December 26, 2006
Ms. Irene Khan
1 212 463 91931 212 627 1451
Dear Ms. Khan,
Amnesty International’s declared objective is a “vision of a world in which every person enjoys all of the human rights enshrined in the Universal Declaration of Human Rights and other international human rights standards.”
Accordingly, we have no choice but to express our deep dismay at the fact that during your recent visit to Hebron (December 2006), you did not see fit to visit the Jewish Community of Hebron and speak with representatives of the community.
As we are sure you are aware, Hebron’s Jewish community dates to the days of antiquity, with a continuous Jewish population for thousands of years. In August of 1929, sixty-seven Jews were slaughtered and over 70 injured by their Arab neighbors. The survivors were expelled from the city. Men, women and children were butchered, raped, burned and tortured. The ancient Jewish quarter was destroyed and its holy sites desecrated.
Some 25 years ago, Hebron’s Jewish community was renewed in parts of the destroyed Jewish neighborhoods; and Jewish families returned to live in Jewish homes following transfer of ownership deeds by the property’s owners to the community.
The Hebron Jewish community has suffered tremendously as a result of constant attacks by Arab terrorists belonging to terror organizations. Unfortunately, it seems that you are unaware of this fact, as a result of your decision to see Hebron from a very prejudiced point of view, speaking with one side only; thereby, ignoring the human rights and suffering of the city’s Jewish residents.
You write: “the movements of tens of thousands of Palestinian residents depend entirely on the decision of the Israeli soldiers. Often the Palestinian residents are placed under curfew, which do not apply to the 500 Israeli settlers who live in the area.”
This is untrue. An overwhelming majority of Hebron and Hebron’s Arab residents are under rule of the Palestinian Authority. Arabs have free access to the entire city; whereas, Jews have access to only about 10% of Hebron. Also, Hebron’s Arabs have not been placed under curfew in years. Curfews are imposed only following massive terror attacks in the area. When there is no terror, there are no curfews.
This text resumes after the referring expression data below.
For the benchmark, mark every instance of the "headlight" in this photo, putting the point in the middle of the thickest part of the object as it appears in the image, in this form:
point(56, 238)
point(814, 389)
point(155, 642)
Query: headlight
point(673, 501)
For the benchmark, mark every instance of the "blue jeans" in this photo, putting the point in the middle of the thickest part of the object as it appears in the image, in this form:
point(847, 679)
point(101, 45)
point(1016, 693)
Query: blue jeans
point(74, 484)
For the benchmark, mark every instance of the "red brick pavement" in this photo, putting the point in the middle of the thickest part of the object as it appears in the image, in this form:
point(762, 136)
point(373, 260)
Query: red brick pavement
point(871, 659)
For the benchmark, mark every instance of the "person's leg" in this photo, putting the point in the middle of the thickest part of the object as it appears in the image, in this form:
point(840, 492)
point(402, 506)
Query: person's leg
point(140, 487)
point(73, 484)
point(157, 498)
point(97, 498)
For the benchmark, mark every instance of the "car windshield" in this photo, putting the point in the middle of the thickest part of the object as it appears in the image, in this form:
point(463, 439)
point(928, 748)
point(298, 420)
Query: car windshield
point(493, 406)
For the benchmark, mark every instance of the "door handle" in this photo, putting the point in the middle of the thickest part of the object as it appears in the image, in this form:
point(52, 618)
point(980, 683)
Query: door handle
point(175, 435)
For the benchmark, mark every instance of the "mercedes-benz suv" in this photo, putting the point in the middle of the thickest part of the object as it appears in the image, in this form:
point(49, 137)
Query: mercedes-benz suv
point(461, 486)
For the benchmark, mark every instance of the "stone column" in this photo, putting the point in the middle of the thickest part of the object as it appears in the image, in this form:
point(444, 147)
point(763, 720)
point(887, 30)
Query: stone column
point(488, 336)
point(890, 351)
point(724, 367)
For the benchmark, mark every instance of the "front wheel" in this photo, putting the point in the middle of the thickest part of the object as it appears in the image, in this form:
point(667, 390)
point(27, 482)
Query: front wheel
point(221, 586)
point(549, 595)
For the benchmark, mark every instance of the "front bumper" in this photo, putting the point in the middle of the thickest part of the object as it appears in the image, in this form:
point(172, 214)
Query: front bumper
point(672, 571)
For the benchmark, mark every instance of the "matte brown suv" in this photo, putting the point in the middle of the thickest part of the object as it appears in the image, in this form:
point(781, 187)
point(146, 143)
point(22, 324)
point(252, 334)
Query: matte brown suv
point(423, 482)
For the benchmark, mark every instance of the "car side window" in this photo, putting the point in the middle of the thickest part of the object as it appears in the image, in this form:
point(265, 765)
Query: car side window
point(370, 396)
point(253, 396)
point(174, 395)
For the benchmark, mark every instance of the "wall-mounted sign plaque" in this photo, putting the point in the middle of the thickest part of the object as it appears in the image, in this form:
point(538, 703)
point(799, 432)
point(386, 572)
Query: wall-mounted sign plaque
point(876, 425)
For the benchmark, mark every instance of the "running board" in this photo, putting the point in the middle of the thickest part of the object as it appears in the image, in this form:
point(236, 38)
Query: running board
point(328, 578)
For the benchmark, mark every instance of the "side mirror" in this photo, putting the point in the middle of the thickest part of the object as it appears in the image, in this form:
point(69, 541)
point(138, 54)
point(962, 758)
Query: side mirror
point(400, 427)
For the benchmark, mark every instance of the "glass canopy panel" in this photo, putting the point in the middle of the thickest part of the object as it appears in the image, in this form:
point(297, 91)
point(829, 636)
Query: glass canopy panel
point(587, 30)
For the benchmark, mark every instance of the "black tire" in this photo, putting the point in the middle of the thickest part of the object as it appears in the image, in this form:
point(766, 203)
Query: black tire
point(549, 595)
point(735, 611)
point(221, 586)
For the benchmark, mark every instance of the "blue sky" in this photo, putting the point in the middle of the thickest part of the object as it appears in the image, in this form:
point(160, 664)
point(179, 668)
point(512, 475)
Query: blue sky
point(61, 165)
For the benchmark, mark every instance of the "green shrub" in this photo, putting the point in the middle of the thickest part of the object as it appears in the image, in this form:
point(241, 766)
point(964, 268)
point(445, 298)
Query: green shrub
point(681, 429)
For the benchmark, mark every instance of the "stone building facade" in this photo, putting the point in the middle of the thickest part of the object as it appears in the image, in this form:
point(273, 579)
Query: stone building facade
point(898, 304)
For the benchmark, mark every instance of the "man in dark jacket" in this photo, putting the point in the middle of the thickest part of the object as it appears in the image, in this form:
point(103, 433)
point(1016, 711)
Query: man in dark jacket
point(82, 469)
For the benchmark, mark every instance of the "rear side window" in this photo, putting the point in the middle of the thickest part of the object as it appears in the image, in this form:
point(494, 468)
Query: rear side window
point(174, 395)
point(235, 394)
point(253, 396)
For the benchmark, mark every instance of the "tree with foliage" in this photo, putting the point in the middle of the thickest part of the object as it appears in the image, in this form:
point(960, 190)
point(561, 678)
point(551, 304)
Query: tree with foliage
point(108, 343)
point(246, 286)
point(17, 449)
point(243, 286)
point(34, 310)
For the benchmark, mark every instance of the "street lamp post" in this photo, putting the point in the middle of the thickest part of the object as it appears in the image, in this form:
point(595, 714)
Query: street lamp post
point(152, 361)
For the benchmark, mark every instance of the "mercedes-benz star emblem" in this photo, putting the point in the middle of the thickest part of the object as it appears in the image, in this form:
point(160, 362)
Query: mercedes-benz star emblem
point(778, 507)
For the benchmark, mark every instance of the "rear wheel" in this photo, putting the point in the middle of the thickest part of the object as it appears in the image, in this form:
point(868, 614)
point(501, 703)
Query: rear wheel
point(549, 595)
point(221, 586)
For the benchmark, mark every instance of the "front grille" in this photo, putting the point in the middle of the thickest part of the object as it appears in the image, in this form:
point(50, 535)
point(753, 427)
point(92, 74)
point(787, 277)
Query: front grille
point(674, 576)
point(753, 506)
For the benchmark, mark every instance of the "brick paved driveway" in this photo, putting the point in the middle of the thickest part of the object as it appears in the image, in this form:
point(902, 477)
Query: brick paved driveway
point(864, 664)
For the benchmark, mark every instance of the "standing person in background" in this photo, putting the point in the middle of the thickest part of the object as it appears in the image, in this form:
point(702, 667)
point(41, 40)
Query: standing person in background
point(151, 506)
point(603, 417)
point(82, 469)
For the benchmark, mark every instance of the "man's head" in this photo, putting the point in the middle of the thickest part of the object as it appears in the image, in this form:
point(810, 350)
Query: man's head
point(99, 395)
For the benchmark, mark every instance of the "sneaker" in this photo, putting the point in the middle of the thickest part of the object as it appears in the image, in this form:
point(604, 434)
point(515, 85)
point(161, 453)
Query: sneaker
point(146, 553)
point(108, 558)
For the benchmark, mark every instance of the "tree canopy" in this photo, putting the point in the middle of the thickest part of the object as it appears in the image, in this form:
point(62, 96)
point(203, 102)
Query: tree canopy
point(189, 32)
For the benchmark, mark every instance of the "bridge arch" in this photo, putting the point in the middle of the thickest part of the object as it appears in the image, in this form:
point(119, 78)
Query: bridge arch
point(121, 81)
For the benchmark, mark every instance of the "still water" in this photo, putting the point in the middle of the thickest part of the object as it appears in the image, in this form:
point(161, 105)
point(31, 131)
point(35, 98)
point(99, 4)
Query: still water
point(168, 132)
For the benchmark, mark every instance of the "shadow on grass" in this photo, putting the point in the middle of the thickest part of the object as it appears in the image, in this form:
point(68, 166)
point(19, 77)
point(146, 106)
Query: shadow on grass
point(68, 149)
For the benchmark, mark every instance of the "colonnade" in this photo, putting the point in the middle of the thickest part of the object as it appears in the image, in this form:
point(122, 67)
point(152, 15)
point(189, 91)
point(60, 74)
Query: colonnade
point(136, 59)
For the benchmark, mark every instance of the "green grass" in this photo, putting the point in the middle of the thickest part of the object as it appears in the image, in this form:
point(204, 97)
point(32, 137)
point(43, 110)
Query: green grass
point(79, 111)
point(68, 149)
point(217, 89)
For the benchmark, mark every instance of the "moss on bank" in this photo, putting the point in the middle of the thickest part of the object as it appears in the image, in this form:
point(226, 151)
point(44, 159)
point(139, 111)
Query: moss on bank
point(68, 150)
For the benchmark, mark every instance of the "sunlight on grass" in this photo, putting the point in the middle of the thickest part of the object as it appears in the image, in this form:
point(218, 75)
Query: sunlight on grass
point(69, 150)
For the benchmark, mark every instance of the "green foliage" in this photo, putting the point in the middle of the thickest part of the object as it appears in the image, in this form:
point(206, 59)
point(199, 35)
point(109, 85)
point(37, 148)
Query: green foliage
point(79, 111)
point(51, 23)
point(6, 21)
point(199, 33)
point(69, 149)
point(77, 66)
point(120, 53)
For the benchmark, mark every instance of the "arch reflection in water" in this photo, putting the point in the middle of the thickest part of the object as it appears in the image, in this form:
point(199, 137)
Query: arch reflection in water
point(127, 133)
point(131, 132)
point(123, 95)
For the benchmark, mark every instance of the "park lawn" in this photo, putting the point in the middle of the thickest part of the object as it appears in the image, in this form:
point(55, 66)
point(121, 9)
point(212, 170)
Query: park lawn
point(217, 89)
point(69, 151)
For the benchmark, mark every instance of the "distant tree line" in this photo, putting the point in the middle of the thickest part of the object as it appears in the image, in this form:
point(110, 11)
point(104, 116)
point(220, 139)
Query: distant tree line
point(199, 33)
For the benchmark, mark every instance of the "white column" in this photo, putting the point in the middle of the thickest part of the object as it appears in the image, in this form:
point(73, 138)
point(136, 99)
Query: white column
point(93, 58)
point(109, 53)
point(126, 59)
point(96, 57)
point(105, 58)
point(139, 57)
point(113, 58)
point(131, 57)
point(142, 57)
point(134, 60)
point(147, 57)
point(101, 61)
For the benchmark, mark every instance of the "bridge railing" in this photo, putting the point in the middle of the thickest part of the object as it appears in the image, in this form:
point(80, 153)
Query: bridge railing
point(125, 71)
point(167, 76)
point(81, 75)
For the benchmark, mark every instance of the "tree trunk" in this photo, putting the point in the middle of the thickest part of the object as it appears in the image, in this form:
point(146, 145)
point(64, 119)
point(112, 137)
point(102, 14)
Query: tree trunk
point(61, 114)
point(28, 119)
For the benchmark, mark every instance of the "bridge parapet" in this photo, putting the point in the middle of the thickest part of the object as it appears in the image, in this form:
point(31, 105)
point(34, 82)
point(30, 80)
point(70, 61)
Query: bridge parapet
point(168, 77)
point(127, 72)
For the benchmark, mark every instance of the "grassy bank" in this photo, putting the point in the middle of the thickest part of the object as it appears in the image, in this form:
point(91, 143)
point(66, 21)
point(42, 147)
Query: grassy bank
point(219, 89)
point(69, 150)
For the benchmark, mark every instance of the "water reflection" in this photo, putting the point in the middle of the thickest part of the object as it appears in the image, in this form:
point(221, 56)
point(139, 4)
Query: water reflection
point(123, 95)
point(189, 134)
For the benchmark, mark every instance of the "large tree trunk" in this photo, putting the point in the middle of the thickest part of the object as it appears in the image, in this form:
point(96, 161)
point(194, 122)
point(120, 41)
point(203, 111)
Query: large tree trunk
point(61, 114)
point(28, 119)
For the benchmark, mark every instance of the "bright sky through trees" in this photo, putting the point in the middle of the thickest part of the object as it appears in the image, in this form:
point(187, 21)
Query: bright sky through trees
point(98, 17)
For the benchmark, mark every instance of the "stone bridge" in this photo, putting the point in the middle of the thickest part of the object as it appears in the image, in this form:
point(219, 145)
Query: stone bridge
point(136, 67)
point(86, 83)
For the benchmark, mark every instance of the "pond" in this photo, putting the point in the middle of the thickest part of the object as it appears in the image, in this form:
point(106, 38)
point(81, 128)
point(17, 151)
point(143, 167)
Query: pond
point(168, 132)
You write: “Wire nets have been placed over the narrow alleys, separating Jewish settlers from Palestinian shops, to prevent the settlers hurling objects and excrement at the Palestinian and international visitors.”
Perhaps the wire nets have been placed to prevent Arabs below from hurling rocks, hand grenades and bombs into Jewish homes, or to prevent terrorists from easily climbing into the Jewish neighborhoods?
You write: “We keep our visit short because it is past sunset and it is not advisable to stay in the area after dark.”
Why is it not advisable to stay in the area after dark? Who are you afraid of? Who told you that night is dangerous in Hebron. When was the last time an Arab was shot at or attacked by Jews in Hebron, during the day or at night?
We strongly protest the description of your visit in Hebron, the conclusions you so arbitrarily reached, and the fact that you refuse to meet and discuss the issues involved with representatives of Hebron’s Jewish community. Should you decide to fulfill Amnesty’s “vision,” as quoted above, and objectively examine current issues in Hebron, we would be happy to invite you to meet with us in order to show you, first-hand, the hardships that Hebron’s Jews have to deal with on a daily basis.
It would be advisable for Amnesty International to remain a neutral, objective organization and not act so irresponsibly as to draw conclusions before carefully examining the facts and hearing all the parties involved.